The Verde River, which flows more than 170 miles, starts in north-central Arizona and winds down into the Phoenix area, where it empties into the Salt River. (Photo by Michael Hannan/Cronkite News)

Kimberly Schonek the Verde River project manager for the Nature Conservancy has worked for more than 11 years to improve the quality of the watershed. (Photo by Michael Hannan/Cronkite News)

The Verde River Watershed received a C+ grade overall, based on habitat, community and water conditions. But the river is doing well, says Nancy Steele, executive director of Friends of the Verde River. (Photo by Michael Hannan/Cronkite News)

CAMP VERDE — The Verde River stretches more than 170 miles from north-central Arizona and down through metro Phoenix, bringing life to the landscape, people and wildlife. This month, the river was rated a C+ in the first Verde Watershed Report Card.

The report, released Feb. 18, took into account the quality of the habitat, the community and the water in and along the river.

“What we see in the Watershed Report Card is kind of the impacts of drought and climate change, but also of that increasing human population,” said Kimberly Schonek, the Verde River project manager for The Nature Conservancy.

The Nature Conservancy and Friends of the Verde River produced the report card in conjunction with stakeholders, the U.S. Forest Service and the University of Maryland Center for Environmental Science.

Nancy Steele, the executive director of Friends of the River Verde, said a C+ grade does not mean the Verde is close to failing.

“Now a lot of people are saying, well, C’s not a great grade, but it actually is very good,” Steele said. “There’s a lot of river systems around the world that are doing much, much worse. We’ve got a healthy river system here.”

Keeping the river healthy is a priority for rancher Jeni O’Callaghan, whose ranch includes a stretch of the Verde.

“We feed our beef, and they’re mostly grass-fed. And so we need grass, and grass doesn’t grow without water,” O’Callaghan said. “We have been irrigating our fields for some time. Currently, we’re in a project with Nature Conservancy to put in irrigation sprinklers as opposed to a flood irrigation.”

The Nature Conservancy is seeking to ensure that others follow O’Callaghan’s example of diverting water responsibly. Schonek said this is especially important because of the decline of the base flow in the Verde River over the past 20 years. The base flow, or the amount of water in the river before rainfall, was a key finding in the report.
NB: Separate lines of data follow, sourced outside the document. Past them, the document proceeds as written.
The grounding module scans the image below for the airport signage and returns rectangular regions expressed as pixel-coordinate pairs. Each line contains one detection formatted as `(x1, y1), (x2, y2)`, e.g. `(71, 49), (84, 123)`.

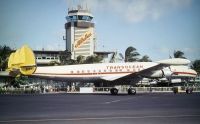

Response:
(75, 31), (92, 49)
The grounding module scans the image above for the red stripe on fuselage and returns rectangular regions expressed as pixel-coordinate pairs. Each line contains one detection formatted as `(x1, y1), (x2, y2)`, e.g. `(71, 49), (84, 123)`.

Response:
(173, 72), (196, 76)
(34, 71), (134, 76)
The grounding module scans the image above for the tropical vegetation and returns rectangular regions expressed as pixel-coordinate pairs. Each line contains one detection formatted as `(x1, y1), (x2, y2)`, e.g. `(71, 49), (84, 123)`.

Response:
(191, 59), (200, 75)
(173, 50), (186, 58)
(125, 46), (140, 62)
(0, 45), (12, 71)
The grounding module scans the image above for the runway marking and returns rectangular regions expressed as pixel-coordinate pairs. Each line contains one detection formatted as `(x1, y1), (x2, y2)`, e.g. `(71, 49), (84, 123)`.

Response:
(104, 99), (121, 104)
(104, 97), (135, 104)
(1, 115), (200, 123)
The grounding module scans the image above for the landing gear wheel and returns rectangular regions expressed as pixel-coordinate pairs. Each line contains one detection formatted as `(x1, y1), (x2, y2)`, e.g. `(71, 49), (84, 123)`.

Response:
(110, 88), (118, 95)
(128, 88), (136, 95)
(186, 88), (193, 94)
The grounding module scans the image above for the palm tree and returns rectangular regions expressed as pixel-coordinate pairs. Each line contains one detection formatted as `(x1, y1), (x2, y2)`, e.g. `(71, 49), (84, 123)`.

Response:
(0, 45), (12, 71)
(125, 46), (140, 62)
(191, 59), (200, 75)
(76, 55), (85, 64)
(109, 52), (124, 63)
(59, 50), (71, 65)
(139, 55), (152, 62)
(84, 55), (103, 64)
(173, 50), (186, 58)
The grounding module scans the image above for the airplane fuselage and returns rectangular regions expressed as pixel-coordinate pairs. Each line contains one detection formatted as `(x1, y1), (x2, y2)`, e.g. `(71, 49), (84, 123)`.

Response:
(34, 62), (159, 81)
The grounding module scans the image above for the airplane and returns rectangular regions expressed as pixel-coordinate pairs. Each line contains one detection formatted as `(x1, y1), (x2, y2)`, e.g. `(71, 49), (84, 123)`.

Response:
(7, 45), (197, 95)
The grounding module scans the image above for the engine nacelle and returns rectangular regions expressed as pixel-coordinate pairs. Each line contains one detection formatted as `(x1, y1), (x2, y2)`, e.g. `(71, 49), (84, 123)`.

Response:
(150, 70), (163, 78)
(163, 70), (173, 78)
(148, 69), (173, 78)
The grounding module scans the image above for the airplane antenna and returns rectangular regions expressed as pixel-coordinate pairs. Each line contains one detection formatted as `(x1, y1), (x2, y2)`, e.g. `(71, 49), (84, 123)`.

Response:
(169, 50), (172, 58)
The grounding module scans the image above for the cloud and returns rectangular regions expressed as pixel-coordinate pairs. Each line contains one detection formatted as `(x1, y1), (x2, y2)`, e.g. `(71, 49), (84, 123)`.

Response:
(66, 0), (192, 23)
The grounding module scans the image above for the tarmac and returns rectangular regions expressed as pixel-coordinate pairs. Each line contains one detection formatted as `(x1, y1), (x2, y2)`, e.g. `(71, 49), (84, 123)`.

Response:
(0, 93), (200, 124)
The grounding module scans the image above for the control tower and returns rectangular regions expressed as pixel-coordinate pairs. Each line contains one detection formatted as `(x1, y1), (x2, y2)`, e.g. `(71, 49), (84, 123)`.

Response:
(65, 6), (96, 60)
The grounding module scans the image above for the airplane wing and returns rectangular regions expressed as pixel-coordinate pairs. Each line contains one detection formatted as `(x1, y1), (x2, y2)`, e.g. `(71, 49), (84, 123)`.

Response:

“That’s probably the most concerning score; we got a D on that,” Schonek said. “We really need to think about that, because that’s being impacted by drought. The amount of water going into the aquifer, and then by the amount of water being taken out by things like groundwater pumping, and surface water diversions.”

Protecting the river for the public is of high interest to the Forest Service, which provided funding for the report card.

“Keeping the the watersheds healthy through the scorecard, increasing awareness of the public, of the health of those watersheds, ultimately furthers both what the (Phoenix) Valley needs in terms of its water supply, as well as what the Forest Service is aiming for, which is to protect the water supply for our public,” said Kelly Mott Lacroix, a Tonto National Forest hydrologist and watershed program manager.

The Forest Service provided funding to mark the 50th anniversary of the Wild and Scenic Rivers Act in 2018. Sections of the Verde River are protected under the act, making it one of only two Arizona rivers to have that distinction.

“We’re thinking about what that wild and scenic river needs,” Schonek said. “It needs good water quality. It needs to continue to flow. We need fish. We need the uplands in our watershed to be healthy.”

Video by Madison Staten/ Cronkite News

The Nature Conservancy and Friends of the Verde River are working to ensure those needs will continue to be met in the future.

“We have spent so much time over the last 10 years creating priorities around preserving this habitat, around removing invasive non-native species,” Steele said.

Steele said they are now working to plant cottonwood trees, a species native to the area, near the river to increase healthy places for wildlife to live. She believes the life this river brings is not limited to the ecosystem.

“I’ve always felt that connection, especially to our desert rivers, that there’s something magical about a desert river,” she said. “And the Verde is that way, too. I come upon it, and it’s magic. You just feel, you know, you’re in a place that’s a ribbon of life.”